The downward revision of the U.S. non-farm data for May and June has changed the narrative around the U.S. economy, with the interest rate market collectively shifting to focus on downside risks, now viewing a rate cut in September as almost certain.

According to news from the Wind Trading Desk, Morgan Stanley's Chief Global Economist Seth Carpenter stated in his latest report that while the market currently sees the Federal Reserve's rate cut in September as nearly certain, there are still many variables to observe.

The report pointed out that statements from Federal Reserve Chairman Jerome Powell at the press conference and comments from New York Fed President John Williams after the non-farm data release indicate that the upcoming economic data will still be crucial for the decision-making in the September meeting.

This week's CPI data will be particularly important, especially in addressing how tariffs drive inflation outcomes. The report emphasized that experience from 2018 shows that the full impact of tariffs typically requires a lag of 3 to 5 months, and the July CPI will clearly reveal the onset of tariff-driven inflation.

Lag in Tariff Transmission Effects

Despite red flags in the labor market, inflationary pressures are quietly building, which has become a core argument against rate cuts.
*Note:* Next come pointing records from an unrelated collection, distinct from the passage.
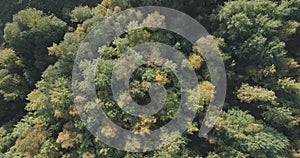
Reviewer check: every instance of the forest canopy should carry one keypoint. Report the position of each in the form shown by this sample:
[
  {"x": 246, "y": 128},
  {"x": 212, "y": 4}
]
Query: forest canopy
[{"x": 259, "y": 45}]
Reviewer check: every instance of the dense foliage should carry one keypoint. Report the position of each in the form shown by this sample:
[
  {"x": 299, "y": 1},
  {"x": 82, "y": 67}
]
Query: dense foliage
[{"x": 259, "y": 41}]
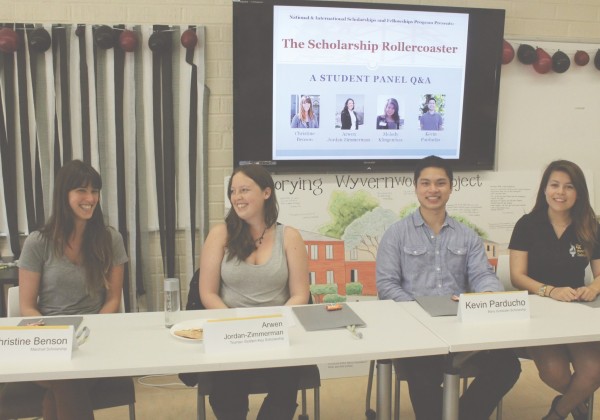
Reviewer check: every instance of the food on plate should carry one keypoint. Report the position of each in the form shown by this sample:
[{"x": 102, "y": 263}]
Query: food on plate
[{"x": 191, "y": 333}]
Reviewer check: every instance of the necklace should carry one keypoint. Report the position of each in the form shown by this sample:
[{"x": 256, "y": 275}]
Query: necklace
[{"x": 260, "y": 239}]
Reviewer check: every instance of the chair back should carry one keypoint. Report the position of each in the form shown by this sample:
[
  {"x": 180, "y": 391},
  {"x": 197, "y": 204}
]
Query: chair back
[{"x": 13, "y": 307}]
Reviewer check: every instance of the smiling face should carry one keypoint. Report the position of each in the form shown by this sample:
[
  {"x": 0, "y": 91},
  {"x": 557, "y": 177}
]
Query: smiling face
[
  {"x": 433, "y": 189},
  {"x": 246, "y": 197},
  {"x": 560, "y": 192},
  {"x": 83, "y": 202},
  {"x": 431, "y": 105},
  {"x": 390, "y": 109}
]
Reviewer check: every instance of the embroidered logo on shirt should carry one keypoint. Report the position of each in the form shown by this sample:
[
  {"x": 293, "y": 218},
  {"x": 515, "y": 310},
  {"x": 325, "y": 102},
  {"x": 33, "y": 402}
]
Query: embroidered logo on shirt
[{"x": 576, "y": 251}]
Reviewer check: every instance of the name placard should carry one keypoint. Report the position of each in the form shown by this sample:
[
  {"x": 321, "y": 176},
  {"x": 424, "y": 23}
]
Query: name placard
[
  {"x": 36, "y": 342},
  {"x": 481, "y": 307},
  {"x": 245, "y": 333}
]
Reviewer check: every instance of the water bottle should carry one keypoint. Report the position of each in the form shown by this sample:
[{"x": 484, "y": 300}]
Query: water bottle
[{"x": 172, "y": 301}]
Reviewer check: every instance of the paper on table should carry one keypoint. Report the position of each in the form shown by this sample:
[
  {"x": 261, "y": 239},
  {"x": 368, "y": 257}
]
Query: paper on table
[{"x": 438, "y": 305}]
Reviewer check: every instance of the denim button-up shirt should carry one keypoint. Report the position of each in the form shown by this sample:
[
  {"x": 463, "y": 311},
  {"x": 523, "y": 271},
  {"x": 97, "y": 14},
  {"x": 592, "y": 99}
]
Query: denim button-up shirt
[{"x": 413, "y": 261}]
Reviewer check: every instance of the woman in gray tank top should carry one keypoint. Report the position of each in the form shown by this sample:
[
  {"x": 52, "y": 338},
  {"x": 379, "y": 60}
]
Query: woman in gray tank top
[
  {"x": 72, "y": 265},
  {"x": 251, "y": 260}
]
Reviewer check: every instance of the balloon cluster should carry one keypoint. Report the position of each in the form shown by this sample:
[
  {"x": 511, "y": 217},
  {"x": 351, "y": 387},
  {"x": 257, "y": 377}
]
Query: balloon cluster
[
  {"x": 105, "y": 37},
  {"x": 542, "y": 62}
]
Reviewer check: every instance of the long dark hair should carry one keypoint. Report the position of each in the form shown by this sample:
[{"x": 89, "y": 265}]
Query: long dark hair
[
  {"x": 582, "y": 213},
  {"x": 96, "y": 247},
  {"x": 396, "y": 116},
  {"x": 240, "y": 243}
]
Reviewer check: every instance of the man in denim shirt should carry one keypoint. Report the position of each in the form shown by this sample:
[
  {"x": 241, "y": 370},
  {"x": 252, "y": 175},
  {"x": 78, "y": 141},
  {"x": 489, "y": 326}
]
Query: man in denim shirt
[{"x": 430, "y": 253}]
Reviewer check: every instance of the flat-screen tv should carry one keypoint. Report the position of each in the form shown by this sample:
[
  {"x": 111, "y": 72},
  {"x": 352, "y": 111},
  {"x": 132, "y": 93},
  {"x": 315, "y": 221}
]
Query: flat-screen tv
[{"x": 330, "y": 86}]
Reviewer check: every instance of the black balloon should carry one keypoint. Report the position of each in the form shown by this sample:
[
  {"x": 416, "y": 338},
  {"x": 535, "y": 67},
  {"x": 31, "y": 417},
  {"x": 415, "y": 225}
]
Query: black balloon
[
  {"x": 526, "y": 54},
  {"x": 160, "y": 42},
  {"x": 560, "y": 62},
  {"x": 39, "y": 40},
  {"x": 105, "y": 37}
]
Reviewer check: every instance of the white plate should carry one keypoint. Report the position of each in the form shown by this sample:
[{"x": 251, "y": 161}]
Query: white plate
[{"x": 186, "y": 325}]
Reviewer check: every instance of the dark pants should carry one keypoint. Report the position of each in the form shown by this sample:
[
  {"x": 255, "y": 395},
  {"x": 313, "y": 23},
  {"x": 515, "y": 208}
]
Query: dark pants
[
  {"x": 229, "y": 397},
  {"x": 68, "y": 399},
  {"x": 498, "y": 370}
]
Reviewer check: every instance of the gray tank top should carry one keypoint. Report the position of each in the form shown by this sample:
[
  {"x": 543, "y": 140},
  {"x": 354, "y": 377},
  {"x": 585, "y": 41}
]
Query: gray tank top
[{"x": 246, "y": 285}]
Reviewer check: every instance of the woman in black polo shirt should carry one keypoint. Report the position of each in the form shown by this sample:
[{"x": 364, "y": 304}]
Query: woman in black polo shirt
[{"x": 550, "y": 249}]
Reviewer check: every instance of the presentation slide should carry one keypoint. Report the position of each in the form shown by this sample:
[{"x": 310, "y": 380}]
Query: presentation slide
[{"x": 367, "y": 83}]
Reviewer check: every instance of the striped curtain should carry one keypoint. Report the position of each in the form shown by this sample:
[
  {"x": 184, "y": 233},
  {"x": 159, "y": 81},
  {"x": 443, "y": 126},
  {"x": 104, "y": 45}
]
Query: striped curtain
[{"x": 131, "y": 101}]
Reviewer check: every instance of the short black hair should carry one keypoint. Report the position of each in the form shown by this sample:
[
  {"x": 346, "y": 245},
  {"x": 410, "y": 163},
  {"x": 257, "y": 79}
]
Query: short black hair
[{"x": 433, "y": 162}]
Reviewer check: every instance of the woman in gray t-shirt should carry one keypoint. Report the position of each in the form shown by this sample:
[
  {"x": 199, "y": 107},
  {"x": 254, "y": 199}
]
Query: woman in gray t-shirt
[
  {"x": 72, "y": 265},
  {"x": 251, "y": 260}
]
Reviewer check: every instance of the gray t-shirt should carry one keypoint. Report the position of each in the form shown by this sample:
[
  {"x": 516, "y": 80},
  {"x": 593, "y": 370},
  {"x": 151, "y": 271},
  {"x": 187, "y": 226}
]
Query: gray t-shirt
[
  {"x": 247, "y": 285},
  {"x": 63, "y": 287}
]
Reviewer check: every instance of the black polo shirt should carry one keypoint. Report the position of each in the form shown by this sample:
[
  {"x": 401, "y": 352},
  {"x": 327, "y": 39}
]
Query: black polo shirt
[{"x": 550, "y": 260}]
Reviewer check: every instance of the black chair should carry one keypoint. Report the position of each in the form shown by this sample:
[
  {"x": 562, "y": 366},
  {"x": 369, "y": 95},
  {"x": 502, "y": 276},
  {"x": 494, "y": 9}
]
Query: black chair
[
  {"x": 24, "y": 399},
  {"x": 310, "y": 377}
]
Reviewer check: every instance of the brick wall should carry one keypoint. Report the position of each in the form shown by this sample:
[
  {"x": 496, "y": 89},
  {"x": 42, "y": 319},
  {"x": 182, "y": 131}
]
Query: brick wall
[{"x": 577, "y": 20}]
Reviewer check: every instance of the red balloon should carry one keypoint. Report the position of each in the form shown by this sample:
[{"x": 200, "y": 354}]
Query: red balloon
[
  {"x": 582, "y": 58},
  {"x": 128, "y": 40},
  {"x": 9, "y": 41},
  {"x": 543, "y": 64},
  {"x": 189, "y": 39},
  {"x": 508, "y": 52}
]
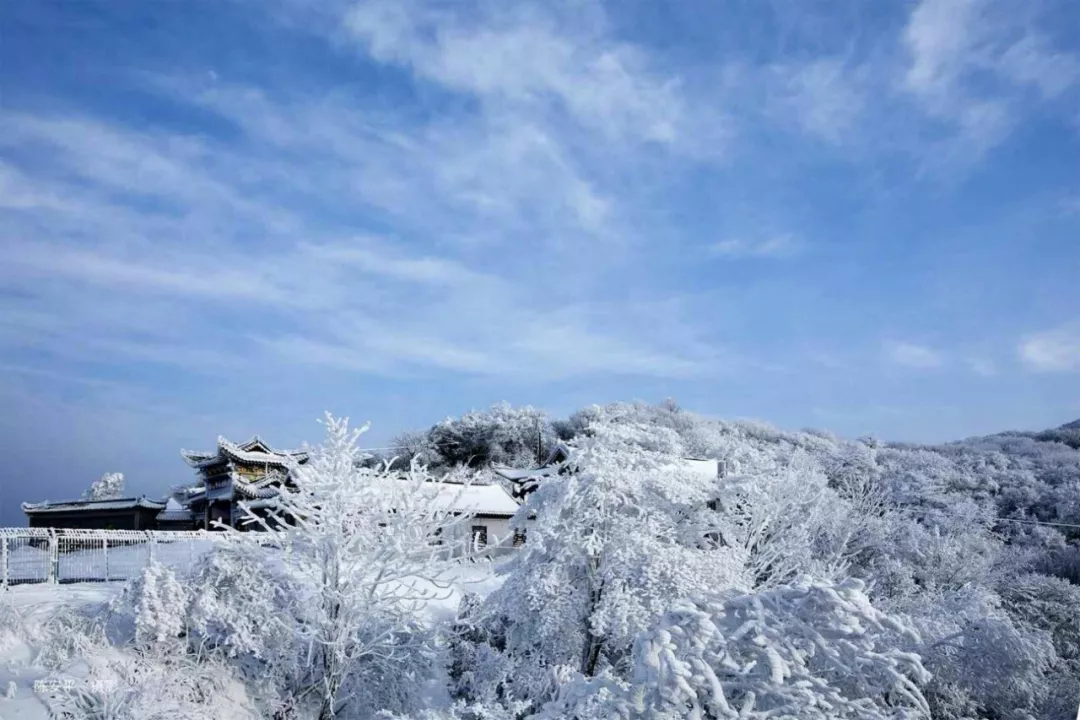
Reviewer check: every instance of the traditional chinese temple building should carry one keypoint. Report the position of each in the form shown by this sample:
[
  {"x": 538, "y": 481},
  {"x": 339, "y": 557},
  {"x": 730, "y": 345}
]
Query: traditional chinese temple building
[
  {"x": 112, "y": 514},
  {"x": 248, "y": 472}
]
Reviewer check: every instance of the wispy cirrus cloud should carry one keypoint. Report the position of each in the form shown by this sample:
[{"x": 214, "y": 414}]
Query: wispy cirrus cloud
[
  {"x": 972, "y": 64},
  {"x": 774, "y": 247},
  {"x": 1055, "y": 350}
]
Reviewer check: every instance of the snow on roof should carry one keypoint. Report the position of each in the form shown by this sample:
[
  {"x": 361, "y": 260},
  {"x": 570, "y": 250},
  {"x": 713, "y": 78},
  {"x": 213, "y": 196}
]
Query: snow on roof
[
  {"x": 67, "y": 505},
  {"x": 478, "y": 499},
  {"x": 253, "y": 451},
  {"x": 516, "y": 474}
]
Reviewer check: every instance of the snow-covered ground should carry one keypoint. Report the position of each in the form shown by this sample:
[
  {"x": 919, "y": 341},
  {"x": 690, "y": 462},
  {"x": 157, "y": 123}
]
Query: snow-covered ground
[{"x": 25, "y": 685}]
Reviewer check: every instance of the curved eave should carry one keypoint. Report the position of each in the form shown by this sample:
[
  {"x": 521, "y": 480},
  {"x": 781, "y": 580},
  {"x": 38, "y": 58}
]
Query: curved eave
[{"x": 261, "y": 458}]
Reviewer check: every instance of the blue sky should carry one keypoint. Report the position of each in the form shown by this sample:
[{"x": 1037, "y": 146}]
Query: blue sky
[{"x": 227, "y": 217}]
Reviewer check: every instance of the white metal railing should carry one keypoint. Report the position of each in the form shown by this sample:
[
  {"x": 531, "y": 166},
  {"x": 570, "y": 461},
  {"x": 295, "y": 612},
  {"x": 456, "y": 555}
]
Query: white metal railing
[{"x": 45, "y": 555}]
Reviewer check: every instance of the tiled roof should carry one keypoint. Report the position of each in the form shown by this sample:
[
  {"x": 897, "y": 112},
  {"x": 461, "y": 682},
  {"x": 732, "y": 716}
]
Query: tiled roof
[
  {"x": 247, "y": 452},
  {"x": 478, "y": 499},
  {"x": 69, "y": 505}
]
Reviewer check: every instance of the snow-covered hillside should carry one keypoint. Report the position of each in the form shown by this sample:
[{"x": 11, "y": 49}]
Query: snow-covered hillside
[{"x": 819, "y": 578}]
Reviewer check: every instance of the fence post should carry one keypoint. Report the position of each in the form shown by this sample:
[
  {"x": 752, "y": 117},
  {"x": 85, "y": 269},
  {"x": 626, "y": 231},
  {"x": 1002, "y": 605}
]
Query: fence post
[{"x": 54, "y": 557}]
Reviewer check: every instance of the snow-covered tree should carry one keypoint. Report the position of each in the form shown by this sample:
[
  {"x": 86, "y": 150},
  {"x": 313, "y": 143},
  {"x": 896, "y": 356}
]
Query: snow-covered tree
[
  {"x": 812, "y": 650},
  {"x": 109, "y": 487},
  {"x": 610, "y": 545},
  {"x": 502, "y": 434},
  {"x": 333, "y": 592}
]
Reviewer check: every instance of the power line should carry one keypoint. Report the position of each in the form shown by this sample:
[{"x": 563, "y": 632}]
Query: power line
[{"x": 1056, "y": 525}]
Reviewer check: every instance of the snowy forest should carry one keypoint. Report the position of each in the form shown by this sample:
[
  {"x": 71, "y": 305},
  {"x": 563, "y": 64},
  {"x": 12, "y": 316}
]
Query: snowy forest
[{"x": 819, "y": 578}]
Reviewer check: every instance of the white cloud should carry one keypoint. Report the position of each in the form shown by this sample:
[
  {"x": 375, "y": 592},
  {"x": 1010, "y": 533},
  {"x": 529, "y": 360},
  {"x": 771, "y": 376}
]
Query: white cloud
[
  {"x": 1053, "y": 351},
  {"x": 908, "y": 354},
  {"x": 825, "y": 97},
  {"x": 778, "y": 246},
  {"x": 522, "y": 57},
  {"x": 971, "y": 63},
  {"x": 106, "y": 274}
]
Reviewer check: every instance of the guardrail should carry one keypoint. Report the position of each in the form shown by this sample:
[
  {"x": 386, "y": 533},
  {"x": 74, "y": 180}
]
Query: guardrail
[
  {"x": 52, "y": 555},
  {"x": 45, "y": 555}
]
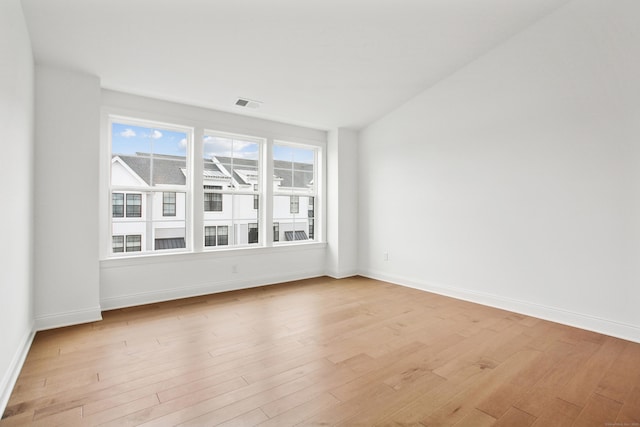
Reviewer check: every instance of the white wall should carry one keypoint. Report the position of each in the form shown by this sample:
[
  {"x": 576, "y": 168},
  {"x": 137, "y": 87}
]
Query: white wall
[
  {"x": 16, "y": 193},
  {"x": 342, "y": 209},
  {"x": 66, "y": 197},
  {"x": 515, "y": 181},
  {"x": 132, "y": 281}
]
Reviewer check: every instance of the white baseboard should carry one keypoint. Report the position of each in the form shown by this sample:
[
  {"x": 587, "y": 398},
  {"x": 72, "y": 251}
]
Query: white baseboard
[
  {"x": 111, "y": 303},
  {"x": 10, "y": 377},
  {"x": 342, "y": 274},
  {"x": 553, "y": 314},
  {"x": 60, "y": 320}
]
The report believes that tariffs are a major driver of inflation, and their effects exhibit a significant lag. Currently, the CPI for June has begun to show signs of tariff-driven inflation. Referring to the experience of 2018, the complete effect of tariffs transmitted to final consumer prices usually takes three to five months.

This lag is due to the realities of supply chain operations.

For example, the "effective tariff rate" calculated from actual tariffs collected and import amounts is significantly lower than the officially announced rates. Data shows that the effective rate for June was 8.9%, far below the announced rate of over 15%.

The report explains that this discrepancy arises from factors such as the timing of tariff implementation, transportation cycles, trade shifts, and compliance with the United States-Mexico-Canada Agreement (USMCA). Over time, this gap will gradually narrow, leading to sustained upward pressure on inflation in the coming months.

Additionally, companies, especially in the automotive industry, seem to have delayed price increases through inventory management, waiting to adjust prices after a new batch of higher-cost inventory arrives, which has also postponed the manifestation of inflation.

Inflation Pressure Expected to Persist, Data "Determines Success or Failure"

Looking ahead, the Federal Reserve's decision in September will be a difficult balance between "slowing employment" and "rising inflation."

On one hand, employment reports indicate a softening labor market; on the other hand, price increases seem to be a prevailing trend. Complicating matters further, the details of trade agreements have not yet been fully finalized, and this ongoing uncertainty itself can impact corporate hiring decisions.

Therefore, every piece of economic data before the September FOMC meeting will be closely watched by the market.

The U.S. CPI released this Tuesday will be the first key test. The report expects that the core CPI for July will accelerate from 0.23% to 0.32% year-on-year, primarily driven by core goods prices affected by tariffs. Before the September meeting, the market will also welcome an employment report and another CPI report. The report emphasizes that tariffs may simultaneously affect both data, which means the decision-making environment faced by the Federal Reserve may be more complex and nuanced than it is currently.